The vote for control of 335 municipalities will be the first big test of Maduro’s political strength after he narrowly defeated his opposition rival, Henrique Capriles, to win a presidential election in April.
Capriles told the main rally in the capital his national tours coordinator, Alejandro Silva, was taken at gunpoint from a Caracas hotel room by military intelligence agents and that he held Maduro responsible for the aide’s safety.
“Maduro, don’t be a coward! You want to put me in prison, come for me! I’m not afraid,” Capriles said to cheers from a crowd of 2,000 to 3,000 supporters, many wearing the blue, yellow and red of the Venezuelan flag.
With voters frustrated over surging inflation and product shortages, a major part of the government’s strategy has been a theatrical confrontation with business leaders that echoes the style of Maduro’s late mentor, Hugo Chávez.

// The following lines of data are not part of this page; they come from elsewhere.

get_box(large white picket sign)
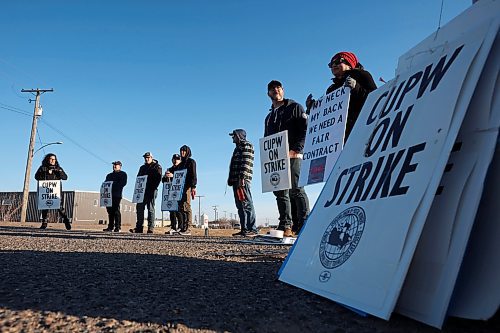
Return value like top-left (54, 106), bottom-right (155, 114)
top-left (100, 181), bottom-right (113, 207)
top-left (394, 2), bottom-right (500, 327)
top-left (299, 86), bottom-right (350, 186)
top-left (161, 182), bottom-right (178, 211)
top-left (168, 170), bottom-right (187, 201)
top-left (132, 175), bottom-right (148, 203)
top-left (278, 23), bottom-right (490, 320)
top-left (260, 130), bottom-right (291, 192)
top-left (37, 180), bottom-right (62, 210)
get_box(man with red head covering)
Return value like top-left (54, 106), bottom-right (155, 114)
top-left (306, 51), bottom-right (377, 141)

The authorities have ordered businesses to slash prices and people have flooded shops to take advantage of discounted items ranging from car parts to electronics and sports shoes.
Maduro said a new foreign currency exchange mechanism would be unveiled tomorrow, but gave no other details.
Many people who marched with the opposition said Maduro’s statist economic policies were the problem. “I’m not looking for home appliances,” said Celide Romero, a 79-year-old protestor. “I’ve been looking for milk for the last month and a half, but there isn’t any.”
Competing with the opposition rallies for local media headlines over the weekend is the latest move in what Maduro calls an “economic offensive,” with ministers leading inspection teams to check shopping malls nationwide.
The government charges that anyone who marched with the opposition was showing support for corrupt “speculators” who it blames for an annual inflation rate that neared 55% last month and a black market rate for dollars that has risen to some nine times the official level of 6.3 bolivars.